Dan würde ich die m4 mit 64Gb nehmen denn du darfst nicht vergessen das Win 7 auch schon 6-11Gb braucht.(inkl Wiederherstellungspunkten usw...)

MfG Chris


----------



## tobsel88 (15. Februar 2012)

Mittlerweile ist auch ne M4 und der RAM von oben verbaut Installation war bissl tricky aber machbar


----------



## chris1995 (15. Februar 2012)

Ok, nadan viel Spaß mit der SSD 
Wie meinst du das mit tricky?
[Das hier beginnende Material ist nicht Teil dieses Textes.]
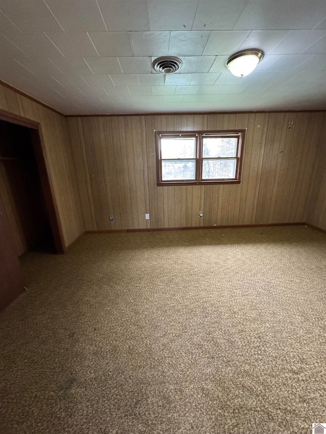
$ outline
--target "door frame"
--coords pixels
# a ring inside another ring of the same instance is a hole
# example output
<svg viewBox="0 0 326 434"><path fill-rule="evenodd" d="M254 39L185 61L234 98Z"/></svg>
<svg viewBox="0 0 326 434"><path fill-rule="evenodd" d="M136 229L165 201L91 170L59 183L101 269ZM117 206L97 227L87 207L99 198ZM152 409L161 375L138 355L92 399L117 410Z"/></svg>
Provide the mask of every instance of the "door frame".
<svg viewBox="0 0 326 434"><path fill-rule="evenodd" d="M56 251L58 254L65 253L67 249L59 217L53 183L49 169L49 164L46 158L41 124L35 121L23 118L22 116L6 111L2 109L0 109L0 120L30 129L31 137L41 179L46 211L53 234Z"/></svg>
ISt doch normalerweiße nicht so schwer oder doch? 

MfG Chris


----------



## tobsel88 (15. Februar 2012)

Naja wenn man normalerweise nur an PCs schraubt und Lenovo fiesen Schraubenkleber benutzt


----------



## chris1995 (15. Februar 2012)

tobsel88 schrieb:


> Naja wenn man normalerweise nur an PCs schraubt und Lenovo fiesen Schraubenkleber benutzt


 
Naja, das geht ja noch aber es gibt Marken da werden Teile gleich fest verklebt, das topt deins um Längen


----------



## L3stat (15. Februar 2012)

tobsel88 schrieb:


> Naja wenn man normalerweise nur an PCs schraubt und Lenovo fiesen Schraubenkleber benutzt


 Am schönste sind doch die  Schrauben beim Akkufach


----------



## tobsel88 (16. Februar 2012)

Ne das fiese war eine Seite war verklebt und die andere lies sich bestens öffnen Die unterm Akku waren noch die einfachsten


----------



## Parzival (21. Februar 2012)

Dabei hätte ich auch mal noch ne Frage:
Hat einer Erfahrung mit dem Einsatz von SSD an einem Notebook mit SATA2 und einem etwas langsameren Prozessor? Der C2D in meinem Ideapad taktet ja nur mit 1300 MHz. Daher wollte ich mal wissen ob sich eine Aufrüstung überhaupt lohnt, oder ob der Prozessor und die Schnittstelle zu stark bremsen?! Bekommt man unter diesen Umständen überhaupt einen tollen Leistungssprung hin?
Wollte eventuell auf eine Samsung 830 aufrüsten.


----------